Hellken Thank you - Cattala has always been a development, both of the country and my skills as a CJer. I think that update emphasises this.
MilitantRadical: Thanks! Vittoria is basically where Cattala began, and evolved from, so I thought it was fitting to return and really focus on what is my favourite part of Cattala.
SimCoug: If anyone's work around here is inspiring it's yours, so that means a lot. Thank you.
Kruness: I do enjoy my Lessito updates. I only do them seasonally so it's always one I enjoy going back to in summer.
daybreak: Thank you, for viewing!
dildevald: I'm not sure I'm allowed to upload my plugins folder - it's rather big anyway. 2 years of downloading and adjusting, and years of even harder work from the creators themselves made those pictures possible.
Hazani Pratami, Altec, Mastof, alexthefalex, alfanmuqafi23: Thank you for the kind words!
Buongiorno and welcome back to you all. Those celebrations left the journal with a bit of a hangover so apologies for the delay in getting a new update. Over the coming weeks and into January these entries will become more sparse as I have exams just after New Years. But we've got something a bit different in store today!

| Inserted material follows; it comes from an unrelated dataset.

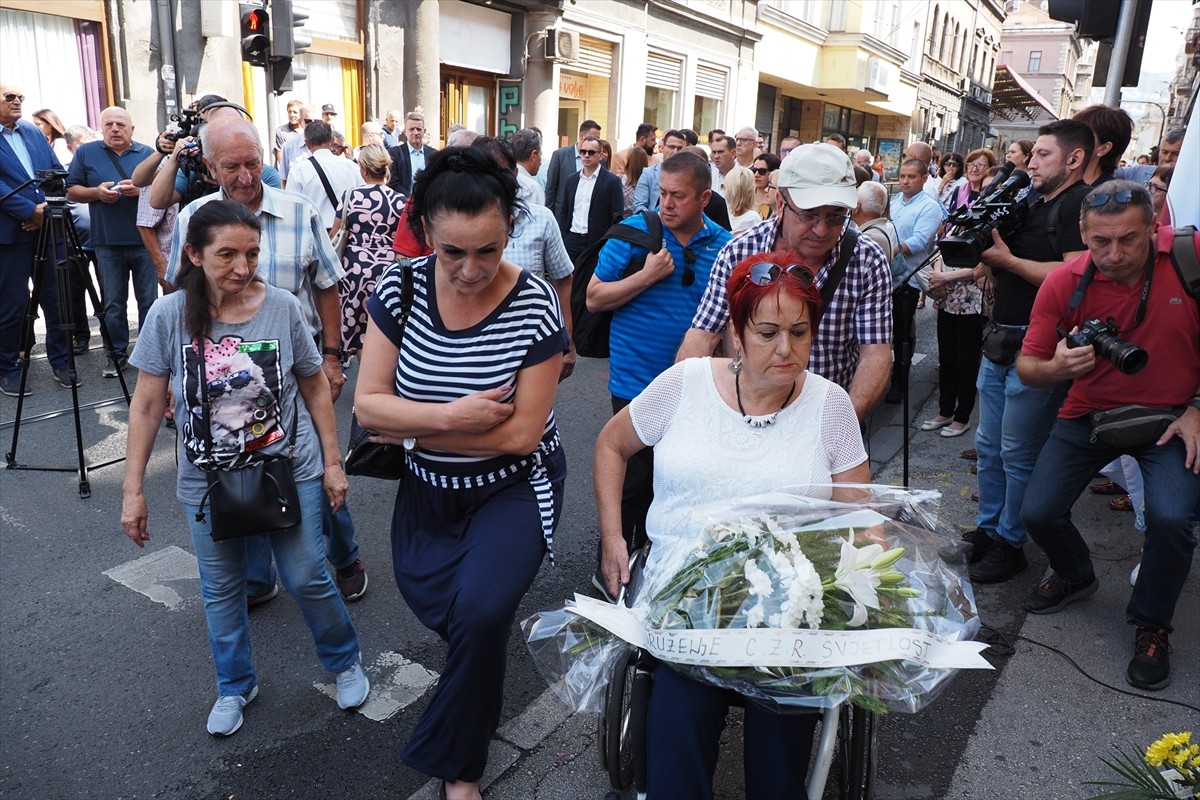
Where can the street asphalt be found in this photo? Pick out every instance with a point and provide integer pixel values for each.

The Cressa roadworks are still ongoing and have now over run. Trust contractors at your peril!
Instead we'll head down a country lane, which was once an important link between Jennai and the villages and towns of the north of Monte Calida. This road has existed for centuries, carrying travellers and traders to the north coast through the rocky mountains that split the island down the middle. But now, a modern motorway has destroyed hundreds of years of travel and the communities that relied on this trade route for their livelihood. One of these, is Errosan.

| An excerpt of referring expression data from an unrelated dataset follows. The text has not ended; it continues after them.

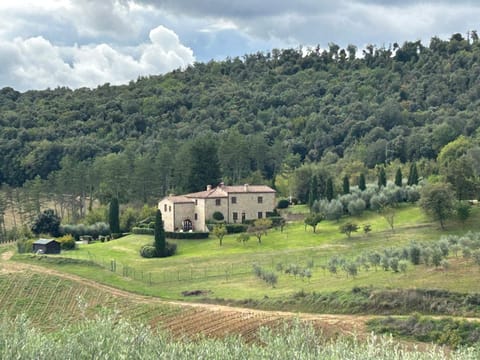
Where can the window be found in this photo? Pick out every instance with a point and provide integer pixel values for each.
(187, 225)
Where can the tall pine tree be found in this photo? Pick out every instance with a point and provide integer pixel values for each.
(313, 191)
(329, 192)
(382, 178)
(346, 184)
(413, 175)
(160, 242)
(361, 182)
(114, 216)
(398, 177)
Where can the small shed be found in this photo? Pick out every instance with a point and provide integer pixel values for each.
(46, 246)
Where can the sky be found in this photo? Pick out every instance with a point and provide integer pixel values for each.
(87, 43)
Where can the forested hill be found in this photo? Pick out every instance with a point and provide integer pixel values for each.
(259, 113)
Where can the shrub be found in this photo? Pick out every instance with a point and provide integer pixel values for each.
(148, 251)
(217, 215)
(276, 220)
(46, 223)
(67, 242)
(414, 254)
(334, 210)
(348, 228)
(355, 207)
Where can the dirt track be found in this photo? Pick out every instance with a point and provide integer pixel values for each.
(209, 319)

Errosan was a humble hamlet, with a small wind turbine on the hill providing the electricity that its residents needed. Now it sits abandoned, with the wind running through the blades harmlessly. Not an ounce of power trickles into the houses anymore.
Even the lifeblood of the hamlet has dried up and closed now. Errosan was the only village with a petrol station for dozens of miles and its owners grew wealthy off the trade and tourism that it bought in. They've all left now - the pumps are coated in dust and there's not a car in sight.
For as long as anyone's great-grandmother could remember the village had been a bustling thoroughfare. It didn't rely, like the villages of Lessito in the western valleys, on farming and tourists for its livelihood. Even twenty years ago, the hamlet was busy with traffic and people and life. So what changed?
The village was reliant on the road. But when Monte Calida's M5 motorway was completed in 1994, the traffic was diverted to the state-of-the-art new fast road and very few cars ever drove through Errosan any more.
As time passed, the businesses closed and the people left. Now, nothing remains but the relics of a bygone era. All you need from this hamlet any more is a map out.